Is it possible for returning users to remain logged in?
Update:
My exact solution ended up being a combination of the JavaScript and PHP Facebook SDKs.
The problem is that a cookie isn’t used to store the Facebook login information—a PHP session is (PHP session cookies expires when the browser is closed). In addition to this, unless you have offline access, the access tokens expire. In other words, even if you were to store the Facebook access token in a cookie, it would eventually expire and the user would be logged out.
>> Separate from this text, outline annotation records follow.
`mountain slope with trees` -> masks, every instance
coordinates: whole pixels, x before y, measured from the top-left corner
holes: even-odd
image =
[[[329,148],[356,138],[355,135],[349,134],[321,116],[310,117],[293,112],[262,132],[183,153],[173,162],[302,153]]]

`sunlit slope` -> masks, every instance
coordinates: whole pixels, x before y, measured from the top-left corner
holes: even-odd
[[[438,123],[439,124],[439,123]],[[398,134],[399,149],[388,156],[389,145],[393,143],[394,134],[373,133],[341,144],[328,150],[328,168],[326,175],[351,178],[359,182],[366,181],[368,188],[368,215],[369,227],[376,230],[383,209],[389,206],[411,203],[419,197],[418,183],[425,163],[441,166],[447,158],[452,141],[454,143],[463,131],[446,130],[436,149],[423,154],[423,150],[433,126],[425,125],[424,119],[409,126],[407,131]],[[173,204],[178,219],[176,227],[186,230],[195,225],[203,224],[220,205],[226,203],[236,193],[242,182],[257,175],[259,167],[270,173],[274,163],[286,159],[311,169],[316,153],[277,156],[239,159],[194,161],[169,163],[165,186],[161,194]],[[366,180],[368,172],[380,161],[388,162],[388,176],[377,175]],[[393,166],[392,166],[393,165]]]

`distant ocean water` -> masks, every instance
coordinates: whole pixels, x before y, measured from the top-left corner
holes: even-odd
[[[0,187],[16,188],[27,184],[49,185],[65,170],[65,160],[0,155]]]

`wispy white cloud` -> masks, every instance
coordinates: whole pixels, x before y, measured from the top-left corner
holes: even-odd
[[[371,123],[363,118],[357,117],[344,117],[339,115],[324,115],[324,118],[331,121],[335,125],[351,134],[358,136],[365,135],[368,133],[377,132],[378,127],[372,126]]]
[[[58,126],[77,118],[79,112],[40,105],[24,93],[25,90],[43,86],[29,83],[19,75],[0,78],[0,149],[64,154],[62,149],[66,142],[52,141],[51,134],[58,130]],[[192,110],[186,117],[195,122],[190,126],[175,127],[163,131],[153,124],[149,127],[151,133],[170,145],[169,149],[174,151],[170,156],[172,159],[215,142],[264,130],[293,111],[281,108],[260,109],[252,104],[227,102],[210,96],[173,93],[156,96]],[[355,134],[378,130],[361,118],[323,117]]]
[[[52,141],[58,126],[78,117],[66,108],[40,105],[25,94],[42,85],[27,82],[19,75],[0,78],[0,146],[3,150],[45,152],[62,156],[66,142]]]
The JavaScript I ended up using:
FB.init({
appId: "myAppID",
cookie: true, // enable cookies to allow the server to access the session
xfbml: true, // parse XFBML
oauth: true // enable OAuth 2.0
});
FB.Event.subscribe("auth.login", function(response) {
// a user logged in who was not previously logged in
window.location.refresh(true); // ideally modify the page with JS rather than refreshing
});
FB.Event.subscribe("auth.logout", function(response) {
// a user logged out who was previously logged in
window.location.refresh(true); // ideally modify the page with JS rather than refreshing
});
// check if the user is logged in or not, using the Facebook JS SDK
FB.getLoginStatus(null);
When the page is loaded, the Facebook JavaScript SDK checks with Facebook to see if the user is logged in. If the user is logged in, and the cookie isn’t already set, it will be set. You can then refresh the page (or, ideally, modify it with JavaScript) and the server will be able to access the cookie using the regular PHP SDK (and the first piece of code in this question).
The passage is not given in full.